While some work after reaching retirement age to avoid boredom and to stay connected to society, most are still faced with lower monthly incomes and bigger financial burdens when their health deteriorates.
“Urban workers can retire and get pensions at a certain age, but whether the pension can afford a decent life in old age with dignity is a different question,” He said.
The average monthly pension in Beijing was 4,365 yuan in 2020, while a medium-priced nursing home in the capital could easily cost more than 5,000 yuan a month, excluding food and medical expenses. It could be much more if special care is needed.
Even in cities, a lot of retirees still want to work because they do not want to burden their children, said Zhang Jing, a silver industry expert and founder of “80 yanglao”, a platform that educates people about retirement and pensions.
“Housing, rising food prices, their second and third grandkids, what doesn’t cost money?” Zhang said. “Some retired parents are still financially supporting their adult children, or offering free childcare, which is also a way of creating value.”
According to a joint survey published by insurance company AIA Group and CASS in October, 64.5 per cent of urban middle class Chinese had no retirement plan or had not taken any concrete actions towards it. Only 28 per cent had taken steps towards retirement.
Some 30.8 per cent of respondents said they were counting on their children to look after them.
Inability to retire due financial pressure is not just China’s problem.
In South Korea, 34.1 per cent of people aged 65 and older are in the labour market, according to data published last month by the Organisation for Economic Co-operation and Development. Many of them work to survive, with 43.4 per cent living in poverty.
In Japan, more than one in four people aged 65 and above are still working.

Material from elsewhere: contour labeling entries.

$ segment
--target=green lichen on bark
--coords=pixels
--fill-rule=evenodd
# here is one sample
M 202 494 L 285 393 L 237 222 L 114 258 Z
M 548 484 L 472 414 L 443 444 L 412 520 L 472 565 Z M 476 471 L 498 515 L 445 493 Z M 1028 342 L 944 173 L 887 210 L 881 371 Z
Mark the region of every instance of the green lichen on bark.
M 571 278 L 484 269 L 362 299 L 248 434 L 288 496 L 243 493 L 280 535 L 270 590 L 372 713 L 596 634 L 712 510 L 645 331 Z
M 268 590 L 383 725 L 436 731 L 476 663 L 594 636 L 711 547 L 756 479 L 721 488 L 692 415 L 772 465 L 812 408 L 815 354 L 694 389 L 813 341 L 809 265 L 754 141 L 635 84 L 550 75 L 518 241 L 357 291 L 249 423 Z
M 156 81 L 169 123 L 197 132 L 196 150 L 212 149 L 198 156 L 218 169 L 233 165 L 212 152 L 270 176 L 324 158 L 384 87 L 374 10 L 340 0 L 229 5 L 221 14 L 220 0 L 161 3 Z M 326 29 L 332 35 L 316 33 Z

“Without a quality pension support system, young people would be reluctant to get married and have children, middle-aged people are double burdened to care for the young and the elderly,” said Zhang Jingwei, a researcher at Chongyang Institute for Financial Studies at Renmin University.
“Only when the elderly can enjoy the fruits of the reforms and are guaranteed institutionally happy twilight years, anxiety at different age groups can be solved and all of society’s energy can be released.”